Dinho não se recusa a falar do tema, mas diz que, mais de trinta anos depois, de fato não sabe bem o que aconteceu. Rita passou anos dizendo que tinha sido expulsa dos Mutantes. Os Mutantes sempre negaram. Até que um dia, no presente vivíssimo dessa volta, Arnaldo disse que falou mesmo para ela sair, pegando Dinho e Sergio no contrapé durante uma das muitas entrevistas concedidas na época do lançamento do DVD. “Acho que foi briga de marido e mulher, apimentada por executivo de gravadora que já queria lançar a Rita como artista solo, e porque o grupo, uma hora, ia mesmo acabar.”
Acabou e acabou mesmo para Dinho. Ele ainda tocou em algumas produções, começou a virar produtor de eventos, lançou um jornal sobre automobilismo, tornou-se assessor de imprensa e nunca, nunca, nunca mais tocou bateria. A filha Joana, de 25 anos, nunca tinha visto Dinho tocar. Na trepidante volta dos Mutantes, a Câmara dos Vereadores de São Paulo, por iniciativa do vereador Carlos Giannazi, do Psol, homenageou Arnaldo, Sergio e Dinho pela relevância artística e histórica do grupo. O público foi tanto que uma sala não bastou para acomodar a multidão de seguidores. Fãs de outrora reverenciavam o trio, devidamente engravatado para a ocasião solene, enquanto uma concentração expressiva de jovens se aglomerava para conhecer os gurus ao vivo.
Sergio, o maior porta-voz do grupo e, no fundo, o curador da obra dos Mutantes, diz e repete que foi a concordância de Dinho Leme a responsável pela volta do grupo. Nas primeiras conversas, ainda reticente, Dinho alegava o longo afastamento da música como razão para continuar distante. Mas Sergio insistiu e chamou Dinho para tocar em sua casa, na Granja Viana (grande São Paulo). Na primeira vez, Dinho foi, achou legal, mas não quis tocar. “Por quê?” Sei lá, nada a ver. Voltou lá algumas vezes e resolveu encarar. “Tudo bem, eu topo, mas não sei até onde vou, vamos ver.” Sergio literalmente diz: “Quando o Dinho topou, eu senti que os Mutantes tinham voltado.”

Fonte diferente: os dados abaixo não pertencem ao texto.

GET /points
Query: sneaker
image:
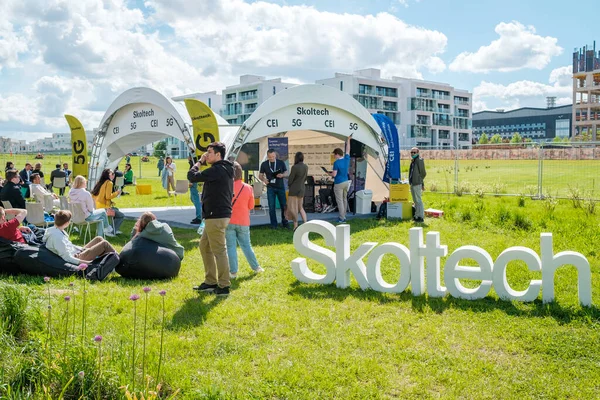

Dinho não sabe explicar porque desta vez deu certo, e não das outras. “Mágica, agora tinha que ser, algo assim.” O assessor de imprensa voltou a praticar bateria. Com fones de ouvido, gasta horas estudando os arranjos, reinventando o fraseado da bateria, reconstituindo algumas coisas, criando outras. A bateria está no escritório, o mesmo de onde atende seus clientes pilotos, faz a assessoria de imprensa da Fórmula Truck e onde funciona a redação do anuário AutoMotor, que ele edita com o irmão Reginaldo Leme.
Joana nunca tinha visto o pai tocar, viu no mesmo dia da homenagem na Câmara dos Vereadores. Seu filho Tiê, de dois anos, gostou do brinquedo novo do avô. Subiu no banquinho e desceu o braço, com um estilo heavy metal que ninguém sabe de onde veio. Genes adormecidos, talvez.